Un compromiso institucional con el planeta El icopor representa uno de los mayores desafíos en la gestión de residuos urbanos debido a su lenta degradación, la cual puede demorar más de 500 años. Además, su baja densidad dificulta y encarece los procesos de reciclaje industrial. Consciente de este impacto, la UDES integra esta decisión dentro de su programa institucional UDES Verde y sus políticas de sostenibilidad universitaria.
«La universidad no solo debe ser un espacio de formación académica, sino un laboratorio de hábitos sostenibles para la vida diaria».
Plan de transición y alternativas ecológicas Para garantizar que la medida se implemente con éxito sin afectar el servicio ni el bienestar de la comunidad universitaria, la institución pondrá en marcha una estrategia gradual antes del plazo fijado en julio de 2026:
- Sustitución de empaques: Transición hacia recipientes fabricados con materiales biodegradables, como fibra de caña de azúcar, cartón reciclado y bioplásticos compostables.
- Campaña «Trae tu Porta»: Incentivo a estudiantes, docentes y administrativos para que lleven sus propios recipientes reutilizables para el transporte de alimentos.

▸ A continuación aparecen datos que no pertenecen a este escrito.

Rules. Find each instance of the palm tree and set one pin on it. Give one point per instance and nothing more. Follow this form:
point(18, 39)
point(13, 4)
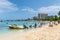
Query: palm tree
point(59, 14)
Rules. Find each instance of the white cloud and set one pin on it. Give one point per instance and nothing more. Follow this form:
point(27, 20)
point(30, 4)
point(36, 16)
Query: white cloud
point(6, 6)
point(27, 9)
point(49, 9)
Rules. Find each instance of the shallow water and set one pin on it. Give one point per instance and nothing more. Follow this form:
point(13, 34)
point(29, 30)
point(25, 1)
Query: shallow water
point(5, 29)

- Sensibilización y pedagogía: Talleres y jornadas informativas en los campus sobre el impacto ambiental del poliestireno expandido y el consumo responsable.
- Acuerdos con proveedores: Compromiso contractual con los concesionarios de cafeterías para asegurar el cumplimiento normativo y ambiental dentro de los establecimientos.
Impacto en la región Con esta medida, la UDES se posiciona como una de las instituciones educativas pioneras en la región en alinearse anticipadamente con los compromisos ambientales de reducción de plásticos de un solo uso en Colombia. Esta transformación no solo disminuye el volumen de desechos que termina en los rellenos sanitarios locales, sino que promueve una cultura ambiental entre miles de jóvenes profesionales que llevarán estas prácticas a sus entornos sociales y laborales.